Named as defendants are British Petroleum Exploration & Production Inc.; BP America Inc.; BP America Production Company; BP Products North America Inc.; BP plc; Halliburton Energy Services Inc.; Transocean Ltd.; Transocean Offshore Deepwater Drilling Inc.; Transocean Deepwater Inc.; Transocean Holdings LLC; NALCO Company; Specialty Offshore Inc.; ConocoPhillps; Xplore Oil & Gas LLC; Stuyvesant Dredging Company; and Stuyvesant Dredging Inc.

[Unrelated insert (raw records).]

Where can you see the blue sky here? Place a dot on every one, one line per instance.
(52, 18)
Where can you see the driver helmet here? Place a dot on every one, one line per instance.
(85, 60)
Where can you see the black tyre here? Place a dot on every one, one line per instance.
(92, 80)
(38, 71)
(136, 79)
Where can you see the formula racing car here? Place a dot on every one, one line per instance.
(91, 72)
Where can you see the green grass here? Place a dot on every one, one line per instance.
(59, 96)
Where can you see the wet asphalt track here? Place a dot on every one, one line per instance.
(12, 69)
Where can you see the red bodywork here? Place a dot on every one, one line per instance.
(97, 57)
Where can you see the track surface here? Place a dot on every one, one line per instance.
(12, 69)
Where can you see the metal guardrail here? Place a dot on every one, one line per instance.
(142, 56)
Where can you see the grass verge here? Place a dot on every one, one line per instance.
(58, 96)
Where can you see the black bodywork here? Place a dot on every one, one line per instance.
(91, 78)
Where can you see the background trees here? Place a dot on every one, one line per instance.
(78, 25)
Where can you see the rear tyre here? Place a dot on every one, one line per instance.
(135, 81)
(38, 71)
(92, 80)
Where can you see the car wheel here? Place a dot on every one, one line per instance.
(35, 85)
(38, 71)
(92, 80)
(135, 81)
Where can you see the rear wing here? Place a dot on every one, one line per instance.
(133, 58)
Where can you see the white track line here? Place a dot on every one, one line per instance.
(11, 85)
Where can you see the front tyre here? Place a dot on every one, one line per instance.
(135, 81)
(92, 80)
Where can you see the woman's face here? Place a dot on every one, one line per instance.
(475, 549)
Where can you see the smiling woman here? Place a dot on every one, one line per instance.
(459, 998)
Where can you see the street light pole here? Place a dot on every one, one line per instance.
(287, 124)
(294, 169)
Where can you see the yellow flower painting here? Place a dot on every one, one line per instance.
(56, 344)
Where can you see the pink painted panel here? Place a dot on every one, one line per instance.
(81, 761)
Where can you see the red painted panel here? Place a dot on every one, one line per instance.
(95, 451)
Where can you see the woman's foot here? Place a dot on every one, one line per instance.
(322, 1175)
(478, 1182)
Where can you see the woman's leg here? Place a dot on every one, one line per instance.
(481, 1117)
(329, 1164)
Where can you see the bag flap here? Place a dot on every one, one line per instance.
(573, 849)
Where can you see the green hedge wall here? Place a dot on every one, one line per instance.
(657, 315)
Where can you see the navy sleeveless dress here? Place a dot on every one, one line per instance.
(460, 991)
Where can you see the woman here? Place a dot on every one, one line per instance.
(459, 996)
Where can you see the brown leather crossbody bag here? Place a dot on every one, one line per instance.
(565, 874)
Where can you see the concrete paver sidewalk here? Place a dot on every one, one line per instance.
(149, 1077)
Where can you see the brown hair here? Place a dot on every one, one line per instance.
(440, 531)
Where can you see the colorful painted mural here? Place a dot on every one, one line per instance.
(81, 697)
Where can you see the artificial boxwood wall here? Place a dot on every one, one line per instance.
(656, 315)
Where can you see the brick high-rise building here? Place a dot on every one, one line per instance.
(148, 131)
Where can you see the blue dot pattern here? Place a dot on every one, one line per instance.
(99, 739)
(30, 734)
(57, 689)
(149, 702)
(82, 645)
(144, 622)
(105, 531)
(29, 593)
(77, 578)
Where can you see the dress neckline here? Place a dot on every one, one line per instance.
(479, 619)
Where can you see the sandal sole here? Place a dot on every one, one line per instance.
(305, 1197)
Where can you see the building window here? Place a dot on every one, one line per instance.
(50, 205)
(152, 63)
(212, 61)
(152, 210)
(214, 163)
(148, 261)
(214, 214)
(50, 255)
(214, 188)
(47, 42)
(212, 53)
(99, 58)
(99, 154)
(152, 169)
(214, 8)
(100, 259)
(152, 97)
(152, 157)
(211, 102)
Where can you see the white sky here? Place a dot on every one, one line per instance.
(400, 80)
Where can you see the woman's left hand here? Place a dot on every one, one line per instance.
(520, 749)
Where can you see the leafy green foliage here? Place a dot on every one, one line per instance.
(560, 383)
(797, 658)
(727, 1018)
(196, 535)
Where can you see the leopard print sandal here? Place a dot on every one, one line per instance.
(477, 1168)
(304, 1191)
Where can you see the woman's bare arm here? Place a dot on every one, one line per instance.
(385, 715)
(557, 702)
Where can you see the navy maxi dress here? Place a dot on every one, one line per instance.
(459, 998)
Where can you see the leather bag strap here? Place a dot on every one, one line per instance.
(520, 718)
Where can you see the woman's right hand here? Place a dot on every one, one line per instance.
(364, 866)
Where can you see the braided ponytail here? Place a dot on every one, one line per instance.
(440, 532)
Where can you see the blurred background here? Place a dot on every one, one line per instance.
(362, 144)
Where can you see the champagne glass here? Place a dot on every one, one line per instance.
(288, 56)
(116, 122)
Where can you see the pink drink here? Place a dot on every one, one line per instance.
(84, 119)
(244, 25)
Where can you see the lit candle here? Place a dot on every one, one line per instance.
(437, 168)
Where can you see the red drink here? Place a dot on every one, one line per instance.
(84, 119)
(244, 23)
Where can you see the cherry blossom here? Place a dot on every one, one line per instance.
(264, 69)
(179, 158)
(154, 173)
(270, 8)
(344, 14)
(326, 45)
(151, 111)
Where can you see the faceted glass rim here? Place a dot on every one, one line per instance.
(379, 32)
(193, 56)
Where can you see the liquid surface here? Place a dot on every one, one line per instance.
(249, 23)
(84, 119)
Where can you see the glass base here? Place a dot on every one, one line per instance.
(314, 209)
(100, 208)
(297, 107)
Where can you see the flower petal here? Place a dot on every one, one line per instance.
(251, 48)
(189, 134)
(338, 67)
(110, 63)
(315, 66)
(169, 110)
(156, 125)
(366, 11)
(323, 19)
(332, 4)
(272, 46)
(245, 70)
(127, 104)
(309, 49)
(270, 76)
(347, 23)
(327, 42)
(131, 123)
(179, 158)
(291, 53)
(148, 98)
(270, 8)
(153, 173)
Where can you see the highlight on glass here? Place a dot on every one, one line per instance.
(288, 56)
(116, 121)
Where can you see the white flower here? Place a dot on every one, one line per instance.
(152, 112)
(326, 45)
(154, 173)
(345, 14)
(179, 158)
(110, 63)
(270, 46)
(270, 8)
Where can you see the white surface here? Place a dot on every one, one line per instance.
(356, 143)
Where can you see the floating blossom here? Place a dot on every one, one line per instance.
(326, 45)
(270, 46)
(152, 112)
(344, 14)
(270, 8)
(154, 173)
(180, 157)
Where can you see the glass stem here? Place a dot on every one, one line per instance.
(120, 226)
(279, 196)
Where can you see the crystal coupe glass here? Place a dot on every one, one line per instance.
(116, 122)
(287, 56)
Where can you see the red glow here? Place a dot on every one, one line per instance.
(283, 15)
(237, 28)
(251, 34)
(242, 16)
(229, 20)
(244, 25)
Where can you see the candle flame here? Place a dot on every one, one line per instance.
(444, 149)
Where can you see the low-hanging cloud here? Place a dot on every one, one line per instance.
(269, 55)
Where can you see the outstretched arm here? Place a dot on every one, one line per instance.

Transocean owned the Deepwater Horizon rig; Halliburton performed cement work on the Macondo well beneath the rig before the blowout.
Hogan seeks punitive damages for gross negligence and negligence under general maritime law and the Jones Act, from NALCO for products liability under general maritime law, and punitive damages for past and future physical pain and suffering, past and future mental pain, suffering and anguish, past and future medical bills and lost wages.
He and his wife are represented by Craig Lewis, of Houston.